Blood & Plunder
From the island-dotted, almost landlocked Gulf of Paria, separating Trinidad from the coast of northeastern Venezuela, Pirate Edward Teach, the infamous Blackbeard, once sallied forth to ravage American ports as far north as Virginia. In the 232 years since Blackbeard's death, the gulf has been a highway for smuggling between Trinidad and the South American mainland. But for a time this month smugglers and even honest fishermen feared to venture to sea. Word had run along the waterfront that once again pirates were operating in the Gulf of Paria.
Rope & Iron. Suspicion was first aroused when two fishermen left Port-of-Spain in an outboard-powered pirogue on a calm day and never came back. Four days later two other fishermen went out in their boat and also failed to return. The last to report their boat was a fisherman who said he saw them hove to about 10 at night with a larger craft alongside. Then a man's body, bound and strapped to a 98-lb. chunk of iron, washed ashore in the Trinidad Yacht Club's bay. The victim was identified as Philbert Peyson, member of an organized gang of burglars, holdup menand possibly pirates. There was reason to believe that he was under suspicion by his fellow gangsters as an informer.
The leader of the gang to which Peyson belonged, the rumor went, was burly, 180-lb. Boysie Singh, alias Julie Mama. Like Blackbeard, who braided ribbons into his beard and went into action with smoldering fuses behind his ears, Singh knows the value of a proper appearance. During the war, when he owned a string of nightclubs, he wore a ten-gallon hat, a sharply draped zoot suit, and numerous rings. More recently he has assumed the role of owner of a modest fishing fleet and prefers a fisherman's sweater and khaki trousers.
Silk & Tweed. In spite of his protective coloration, Trinidad police began to take a lively interest in Fisherman Singh. An indignant Venezuelan had come to town to report that three of his relatives had shipped out of Port-of-Spain last month bound for Venezuela with a $3,000 cargo of cloth and had never been seen again.

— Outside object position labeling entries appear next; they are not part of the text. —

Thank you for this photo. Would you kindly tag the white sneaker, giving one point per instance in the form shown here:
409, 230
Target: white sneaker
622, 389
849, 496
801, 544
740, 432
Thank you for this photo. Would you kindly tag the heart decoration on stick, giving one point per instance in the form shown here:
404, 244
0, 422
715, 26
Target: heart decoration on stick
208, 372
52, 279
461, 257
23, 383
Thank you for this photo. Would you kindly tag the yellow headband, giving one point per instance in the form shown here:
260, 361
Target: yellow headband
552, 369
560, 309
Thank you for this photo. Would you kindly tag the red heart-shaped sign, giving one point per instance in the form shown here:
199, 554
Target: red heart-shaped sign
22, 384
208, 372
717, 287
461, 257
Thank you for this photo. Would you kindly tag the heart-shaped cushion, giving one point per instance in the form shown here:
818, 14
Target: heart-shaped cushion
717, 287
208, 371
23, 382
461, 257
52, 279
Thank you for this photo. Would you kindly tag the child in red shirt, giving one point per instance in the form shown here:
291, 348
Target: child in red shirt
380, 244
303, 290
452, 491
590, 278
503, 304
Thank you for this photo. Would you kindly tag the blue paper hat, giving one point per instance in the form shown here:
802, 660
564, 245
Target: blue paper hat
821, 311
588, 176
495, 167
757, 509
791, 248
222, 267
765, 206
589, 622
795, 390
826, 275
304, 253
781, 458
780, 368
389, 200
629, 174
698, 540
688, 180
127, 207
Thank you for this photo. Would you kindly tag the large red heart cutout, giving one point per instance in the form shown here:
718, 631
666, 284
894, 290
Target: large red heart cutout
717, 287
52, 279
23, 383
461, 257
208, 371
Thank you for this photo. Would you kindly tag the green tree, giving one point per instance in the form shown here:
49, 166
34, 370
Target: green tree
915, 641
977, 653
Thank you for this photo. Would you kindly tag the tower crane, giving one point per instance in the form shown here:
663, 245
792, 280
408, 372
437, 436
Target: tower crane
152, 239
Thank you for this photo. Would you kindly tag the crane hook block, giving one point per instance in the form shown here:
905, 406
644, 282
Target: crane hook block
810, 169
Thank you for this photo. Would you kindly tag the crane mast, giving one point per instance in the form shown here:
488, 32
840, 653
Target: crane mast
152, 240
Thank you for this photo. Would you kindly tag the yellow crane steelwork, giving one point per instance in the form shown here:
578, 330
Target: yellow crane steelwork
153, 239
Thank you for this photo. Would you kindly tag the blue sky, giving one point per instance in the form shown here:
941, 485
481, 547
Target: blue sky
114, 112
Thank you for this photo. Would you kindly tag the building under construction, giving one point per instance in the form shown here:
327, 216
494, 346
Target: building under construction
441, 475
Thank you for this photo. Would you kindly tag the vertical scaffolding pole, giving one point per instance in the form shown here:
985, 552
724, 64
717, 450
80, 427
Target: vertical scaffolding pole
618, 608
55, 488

The police raided the home of Singh's wife and son, found some silk and tweeds of the same pattern as those bought by the missing Venezuelans. They also found the outboard motor and fishing equipment of one of the first boats to disappear.
Last week the owner of one of the missing boats had further cause to suspect the Singhs. While he and a party of fishermen were returning from north-coast Maracas Bay with their catch, he reported, a group of men led by Boysie Singh's 20-year-old son Anthony "Sonny" Singh tried to hold up his truck. The approach of another truck drove them off.
This week Sonny was free on bail on a charge of attempted robbery; father Singh and three associates were in jail, charged with Philbert Peyson's murder. With sighs of relief, fishermen and smugglers put back to sea in the Gulf of Paria.